A Alemanha seguiu na sua. Com sua tradicional frieza, manteve o controle dos nervos sempre, seguiu tendo paciência, não se desesperou com o fato de o gol não sair nunca e foi premiada por isso. O curioso é que para um time de excelência coletiva, sem um craque genial que lidere a equipe tecnicamente, o gol do título tenha surgido de uma rara e brilhante jogada individual. Schürrle varreu a defesa argentina pelo lado direito e achou Götze num raro momento de vacilo defensivo do time de Sabella. O talentoso meia, que havia jogado menos do que sabia durante toda a Copa, entrou para a história fazendo um dos mais lindos gols da história das finais de Mundial, matando no peito e fazendo de voleio. 

O lance do gol de Götze fecha a Copa do Mundo à altura de tudo o que se viu neste mês aqui no Brasil. Um gol de voleio, no Maracanã lotado, fecha uma prorrogação emocionante e coloca mais uma seleção no clube dos tetracampeões mundiais. E a Alemanha há tempos merecia esta conquista, pelo time que tem apresentado nos últimos anos e por todo o espetacular trabalho de reconstrução que fez nesta década, o qual merecia uma conquista deste nível para ficar definitivamente marcado. 

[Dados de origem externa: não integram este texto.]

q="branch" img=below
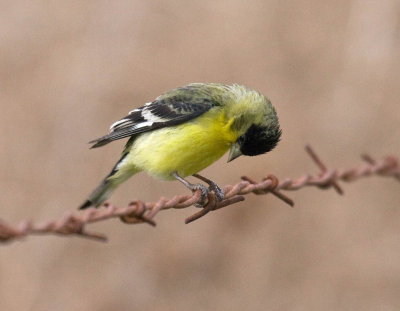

A Argentina, por sua vez, só valorizou esta conquista. Fez uma ótima Copa do Mundo e uma grande final. Alejandro Sabella mostrou nos últimos dois jogos que é, sim, um excelente técnico. Fez seu time jogar de forma competitiva contra duas das melhores seleções do planeta na semifinal e na final da Copa do Mundo mesmo sem Di María, ajeitou sua defesa a ponto de torná-la extremamente sólida e ficou a sete minutos de, quem sabe, levar a Argentina ao título mundial nos pênaltis, após 28 anos de jejum. Mas o fato é que os alemães jogaram um pouco mais hoje, e bem mais no restante do torneio. São os merecidos campeões, um timaço à altura deste inesquecível Mundial do Brasil.

Em tempo:
- Messi não foi o melhor jogador da Copa. Houve ao menos três ou quatro nomes que jogaram bem mais do que ele.

Ficha técnica
Copa do Mundo 2014 - Final
13/julho/2014
ALEMANHA 1 x ARGENTINA 0
Local: Maracanã, Rio de Janeiro (BRA)
Árbitro: Nicola Rizzoli (ITA)
Público: 74.738
Gol: Götze 7 do 2º da prorrogação
Cartão amarelo: Höwedes, Schweinsteiger, Mascherano e Agüero
ALEMANHA: Neuer (8), Lahm (7), Boateng (9), Hummels (6,5) e Höwedes (5,5); Kramer (5,5) (Schürrle, 31 do 1º - 8), Schweinsteiger (7,5) e Kroos (6); Müller (7), Klose (5,5) (Götze, 42 do 2º - 8) e Özil (7) (Mertesacker, 14 do 2º da prorrogação - sem nota). Técnico: Joachim Löw
ARGENTINA: Romero (7), Zabaleta (7), Demichelis (6,5), Garay (8) e Rojo (6); Mascherano (7), Biglia (7), Pérez (6,5) (Gago, 40 do 2º - 5,5) e Messi (6,5); Lavezzi (6,5) (Agüero, intervalo - 6) e Higuaín (5,5) (Palacio, 32 do 2º - 5,5). Técnico: Alejandro Sabella

Comentários

Chico disse…
Panzer, o grande e merecido vencedor da copa.

A seleção argentina teve chances de golo e não aproveitou. Contra o poderoso Panzer, esse erro é inaceitável.

Todas as modificações que Löw procedeu foram acertadas e só melhoraram o time.

Schweinsteiger e Lahm desde 2006 jogando muito.